Continuei caminho até que cheguei a castanheira de Pera. Em volta, tudo queimado. No centro, como de um oásis se tratasse, lá estava a Praia Fluvial das Rocas. É algo deslumbrante num cenário de horror causado pelo fogo. As fotos mostram isso. Saí de Castanheira de Pera e subi a serra da Lousã. Paisagem magnífica até que o homem não se lembre de fazer o mesmo que fez em Pedrogão e Castanheira de Pera e como noutros lados. Subi ao ponto mais alto da serra de onde se tem uma vista espetacular. Daqui vê-se o mar e a grandiosa Serra da Estrela. Descendo novamente, passa-se pela aldeia de Xisto de "Candal", pequenina mas bonita. Descendo mais, eis chegado á Ermida da Senhora da Piedade. Encastrada em plena serra na luxuriante paisagem e protegida por pequeno Castelo. Vale a pena visitar. Daqui parti de regresso a casa.




Vista parcial de uma parte da serra queimada.







Nesta foto, é a parte onde de tempo a tempo, toca uma sirene e aparecem ondas como no mar.




Isto é um local, por aquilo que vi, em que os adultos voltam a ser crianças!!!

Para a próxima vai o resto. Uma boa semana para todos com um abraço. 

SANTA






segunda-feira, 21 de agosto de 2017

RETALHOS DAS FÉRIAS...

Ora aí está. Estão a queimar-se os últimos dias das férias! Hoje, o meu almoço foi uma sardinhada bem regada com um vinho tinto de se lhe tirar o chapéu. Como existem coisas que o nosso cérebro não esquece, faz precisamente 49 anos que o meu almoço (meu e não só) não foi sardinha. Nesta altura, (em Matipa) já ia no quinto dia de "arroz e salsichas" ao almoço e ao jantar que se iria prolongar por mais dois meses! Quanto á confeção, água (imprópria para tudo como foi confirmado mais tarde), arroz, salsichas, e o molho da lata das ditas salsichas. Só! Foi ou não foi um bom "menu" durante dois meses? Se foi!
Mudando agora de cenário. Os meus dias de férias, teriam sido óptimos se não fosse o vicio da televisão! Assim, nem que se não queira, somos confrontados com as mais variadas notícias que a maior parte nos deixa ( a mim por exemplo) triste e apreensivo. Como é possível o nosso cantinho à beira mar plantado (Portugal), estar arder da maneira que está? Como é que tudo isto acontece?  São os vidros através do sol? São descuidos de queimadas,  churrascos ou outros serviços? Qualquer destes casos são uma gota de água no oceano. Então o que resta? A MÃO CRIMINOSA. Ora aí está o que parece não se querer falar muito. Basta ver as entrevistas que são feitas no terreno. Uns viram uma avioneta passar e deitar coisas para a mata seguido de poucos minutos o incêndio deflagra.
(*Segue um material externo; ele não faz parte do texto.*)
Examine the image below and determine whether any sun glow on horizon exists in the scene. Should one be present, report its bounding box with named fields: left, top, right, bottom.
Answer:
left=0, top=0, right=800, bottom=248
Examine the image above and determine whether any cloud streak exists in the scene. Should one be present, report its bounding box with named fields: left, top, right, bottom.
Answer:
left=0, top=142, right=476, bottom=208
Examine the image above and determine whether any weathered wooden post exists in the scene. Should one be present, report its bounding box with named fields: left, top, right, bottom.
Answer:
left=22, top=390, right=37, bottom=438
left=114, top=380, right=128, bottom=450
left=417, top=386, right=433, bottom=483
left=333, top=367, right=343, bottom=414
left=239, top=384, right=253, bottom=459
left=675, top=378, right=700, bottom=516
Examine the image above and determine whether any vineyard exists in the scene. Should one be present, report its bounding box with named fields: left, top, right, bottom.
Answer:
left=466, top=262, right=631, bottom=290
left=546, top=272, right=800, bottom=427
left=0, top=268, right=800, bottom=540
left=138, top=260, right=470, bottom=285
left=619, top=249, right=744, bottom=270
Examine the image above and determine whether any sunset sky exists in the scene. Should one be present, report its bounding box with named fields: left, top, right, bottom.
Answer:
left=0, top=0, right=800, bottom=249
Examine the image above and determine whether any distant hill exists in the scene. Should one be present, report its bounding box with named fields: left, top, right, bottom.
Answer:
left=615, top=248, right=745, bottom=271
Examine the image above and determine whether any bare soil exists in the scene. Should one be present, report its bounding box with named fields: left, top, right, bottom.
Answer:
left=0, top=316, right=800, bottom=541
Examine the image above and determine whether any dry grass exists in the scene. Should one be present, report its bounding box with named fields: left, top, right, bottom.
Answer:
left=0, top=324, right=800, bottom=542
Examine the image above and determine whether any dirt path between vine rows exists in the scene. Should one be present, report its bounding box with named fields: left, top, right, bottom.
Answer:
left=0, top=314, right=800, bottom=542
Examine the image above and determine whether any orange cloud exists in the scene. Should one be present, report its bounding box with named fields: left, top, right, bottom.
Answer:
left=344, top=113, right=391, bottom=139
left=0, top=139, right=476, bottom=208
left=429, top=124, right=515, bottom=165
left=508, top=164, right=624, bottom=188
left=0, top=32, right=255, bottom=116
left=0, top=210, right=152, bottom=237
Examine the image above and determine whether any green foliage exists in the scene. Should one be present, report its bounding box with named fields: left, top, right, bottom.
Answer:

Outros viram um helicóptero (que não era igual aos outros que andavam no incêndio) voar em circulo, ir embora e logo o incêndio deflagrou. E ainda outros, disseram que ouviram bombas deflagrar na floresta e de imediato incêndio. Eu pergunto: O que é isto? Isto não são palavras minhas, mas sim de gentes que habitam naqueles lugares e que foram ditas através da televisão. Em que ficamos afinal? E não vemos nem ouvimos na televisão dar muita importância a este assunto. Porquê? Responda quem souber.
Agora, foi também as mortes causadas pela queda de uma árvore no Funchal. Mais uma cena terrível. Culpas. Quem tem culpa? Os que morreram? Não. Mas sim alguém! O que é triste, é andarem a empurrar uns para os outros: não fomos nós, foram aqueles, estes também não, em que ficamos? É o velho hábito: a culpa morre sempre solteira.
Já não bastava (já para não falar de outros lugares): Barcelona. Mas o que é isto? Já não se pode andar descansado em parte nenhuma? É por isso que eu digo: hoje sair de casa é como quem sai para uma aventura. Tudo pode acontecer e o pior é não regressar vivo! Este mundo já não tem concerto. A palavra PAZ é uma palavra que está a ser banida da linguagem do ser humano.
Voltando ás minhas férias, ontem fui dar um passeio á Serra da Boa Viagem. Estiveram por aqui 40 graus. Como é bonita está serra. Que paisagens bonitas tem para o mar. Felizmente, tem escapado aos incêndios. Levei uma "bucha" que á sombra daquelas belas árvores, me soube tão bem! Quando regressei, já perto das dezanove horas, passei por uma pessoa já minha conhecida, comprei uns caranguejos da pedra (muito bons) e com mais uns condimentos, entre eles umas cervejas, e foi o fim dos caranguejos!
Neste momento são quinze horas e trinta minutos. Espero agora que a minha digestão acabe para ir até á praia dar um mergulho e entretanto chega-se a hora de preparar o jantar.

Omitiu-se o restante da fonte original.